By Dianne Oberg
Relentlessly Focused on Learning: The Role of Evaluation
Abstract
Evaluation of practice is an essential aspect of implementing the new Standards of Practice for School Libraries in Canada. School libraries and school librarians are rarely evaluated in a consistent and systematic way, but evaluations help to ensure that the library’s programs and services are “relentlessly focused on learning.” Evaluations can indicate the extent to which students and teachers perceive that they benefit from those programs and services, but they can also help to shape those programs and services and enhance the understanding of and commitment to those programs and services for both library staff and library users. Evaluations can enhance both accountability and transformation, addressing decision-making or problem solving concerns (accountability) and also influencing people’s thinking about and developing support for the school library (transformation). Possible approaches to school-based school library evaluation include: program quality; stakeholder perceptions; program content; and program impact. Implications for teacher-librarians’ education and for their evaluation practices are presented, based on current research.

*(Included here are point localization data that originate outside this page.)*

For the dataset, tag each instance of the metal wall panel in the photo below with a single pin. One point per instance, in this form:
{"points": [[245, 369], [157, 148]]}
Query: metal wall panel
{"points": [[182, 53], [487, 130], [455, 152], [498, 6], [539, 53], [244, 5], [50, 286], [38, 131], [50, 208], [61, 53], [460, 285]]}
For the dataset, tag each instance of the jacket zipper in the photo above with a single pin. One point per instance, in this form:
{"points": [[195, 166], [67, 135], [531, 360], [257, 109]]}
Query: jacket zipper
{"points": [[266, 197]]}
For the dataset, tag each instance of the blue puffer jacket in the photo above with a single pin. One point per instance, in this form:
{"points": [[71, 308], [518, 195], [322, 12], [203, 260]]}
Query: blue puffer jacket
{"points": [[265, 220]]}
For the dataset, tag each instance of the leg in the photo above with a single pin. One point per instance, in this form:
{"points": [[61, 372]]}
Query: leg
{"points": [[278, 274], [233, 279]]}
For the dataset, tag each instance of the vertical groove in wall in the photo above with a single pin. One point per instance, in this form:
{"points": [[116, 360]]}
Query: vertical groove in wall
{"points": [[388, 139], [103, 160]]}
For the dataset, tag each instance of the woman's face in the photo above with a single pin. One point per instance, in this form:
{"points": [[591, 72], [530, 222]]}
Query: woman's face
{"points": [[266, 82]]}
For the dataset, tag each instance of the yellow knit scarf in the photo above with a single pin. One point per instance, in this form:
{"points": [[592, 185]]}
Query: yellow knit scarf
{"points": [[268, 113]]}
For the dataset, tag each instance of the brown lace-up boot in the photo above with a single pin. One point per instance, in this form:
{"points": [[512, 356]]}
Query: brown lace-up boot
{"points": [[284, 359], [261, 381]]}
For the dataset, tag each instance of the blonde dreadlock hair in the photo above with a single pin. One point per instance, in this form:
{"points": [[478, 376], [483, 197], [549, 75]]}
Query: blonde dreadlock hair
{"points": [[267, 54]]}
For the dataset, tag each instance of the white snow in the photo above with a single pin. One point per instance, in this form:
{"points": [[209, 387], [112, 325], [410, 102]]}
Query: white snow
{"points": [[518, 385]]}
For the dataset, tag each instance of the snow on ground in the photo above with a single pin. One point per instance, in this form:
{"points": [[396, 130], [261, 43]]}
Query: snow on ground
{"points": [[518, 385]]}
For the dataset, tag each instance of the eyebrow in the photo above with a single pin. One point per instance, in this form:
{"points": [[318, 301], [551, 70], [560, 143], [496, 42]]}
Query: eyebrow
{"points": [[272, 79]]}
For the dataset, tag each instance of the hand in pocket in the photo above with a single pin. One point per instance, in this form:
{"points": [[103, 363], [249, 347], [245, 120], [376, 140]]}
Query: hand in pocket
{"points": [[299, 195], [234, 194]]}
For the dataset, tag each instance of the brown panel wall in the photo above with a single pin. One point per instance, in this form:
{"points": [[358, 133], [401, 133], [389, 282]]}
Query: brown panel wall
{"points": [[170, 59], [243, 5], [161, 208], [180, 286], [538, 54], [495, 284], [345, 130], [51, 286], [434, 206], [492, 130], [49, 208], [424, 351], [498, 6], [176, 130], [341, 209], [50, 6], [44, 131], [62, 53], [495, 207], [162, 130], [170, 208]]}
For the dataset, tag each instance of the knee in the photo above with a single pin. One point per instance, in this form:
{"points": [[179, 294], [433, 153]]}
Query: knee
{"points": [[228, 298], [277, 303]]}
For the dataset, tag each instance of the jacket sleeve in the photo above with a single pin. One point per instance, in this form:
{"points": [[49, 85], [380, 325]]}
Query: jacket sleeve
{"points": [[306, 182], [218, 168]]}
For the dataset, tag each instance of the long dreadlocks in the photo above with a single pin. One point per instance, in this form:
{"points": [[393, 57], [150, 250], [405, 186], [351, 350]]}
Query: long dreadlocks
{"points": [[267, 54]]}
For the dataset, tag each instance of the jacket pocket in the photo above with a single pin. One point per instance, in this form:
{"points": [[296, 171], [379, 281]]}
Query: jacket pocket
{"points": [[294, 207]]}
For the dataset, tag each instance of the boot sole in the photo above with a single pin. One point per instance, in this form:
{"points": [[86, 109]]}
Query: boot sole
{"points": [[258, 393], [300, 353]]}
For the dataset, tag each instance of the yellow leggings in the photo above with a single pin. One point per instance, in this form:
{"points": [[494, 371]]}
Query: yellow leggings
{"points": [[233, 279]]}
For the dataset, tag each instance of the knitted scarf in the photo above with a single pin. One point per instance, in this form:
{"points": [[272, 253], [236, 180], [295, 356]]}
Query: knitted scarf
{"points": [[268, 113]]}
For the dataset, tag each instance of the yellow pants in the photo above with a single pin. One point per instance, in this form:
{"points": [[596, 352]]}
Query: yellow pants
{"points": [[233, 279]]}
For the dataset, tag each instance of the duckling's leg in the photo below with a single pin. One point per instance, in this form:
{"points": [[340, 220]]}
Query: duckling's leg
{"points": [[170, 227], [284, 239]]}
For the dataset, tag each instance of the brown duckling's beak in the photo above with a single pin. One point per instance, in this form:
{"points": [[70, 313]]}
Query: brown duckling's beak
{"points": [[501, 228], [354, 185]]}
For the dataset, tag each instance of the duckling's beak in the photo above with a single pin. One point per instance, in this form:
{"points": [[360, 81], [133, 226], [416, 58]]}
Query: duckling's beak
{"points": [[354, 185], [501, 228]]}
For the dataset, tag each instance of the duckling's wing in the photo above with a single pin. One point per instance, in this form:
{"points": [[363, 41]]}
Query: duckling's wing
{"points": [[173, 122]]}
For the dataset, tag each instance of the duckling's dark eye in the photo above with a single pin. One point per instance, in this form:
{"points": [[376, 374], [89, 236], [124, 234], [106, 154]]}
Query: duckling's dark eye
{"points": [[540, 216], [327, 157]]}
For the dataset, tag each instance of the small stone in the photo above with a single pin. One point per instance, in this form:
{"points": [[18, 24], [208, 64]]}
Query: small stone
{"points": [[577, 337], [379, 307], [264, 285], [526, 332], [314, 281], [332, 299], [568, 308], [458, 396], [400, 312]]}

Dianne Oberg is Professor Emerita in teacher-librarianship in the Faculty of Education at the University of Alberta in Canada. Her research focuses on teacher-librarianship education and on the implementation and evaluation of school library programs. Dianne co-authored with J. Branch the award-winning professional document, Focus on Inquiry: A Teacher’s Guide to Implementing Inquiry-based Learning (2004). She was an early adopter of online technology for graduate-level education. Information on the development of Teacher-Librarianship by Distance Learning at the University of Alberta has been widely disseminated, most recently in an IGI Global publication, Cases on Building Quality Distance Delivery Programs: Strategies and Experiences (2011). Dianne co-edited, with Luisa Marquardt, the IFLA publication, Global Perspectives on School Libraries: Projects and Practices (2011). She was the founding editor of the peer-reviewed international journal, School Libraries Worldwide, which she edited for 15 years.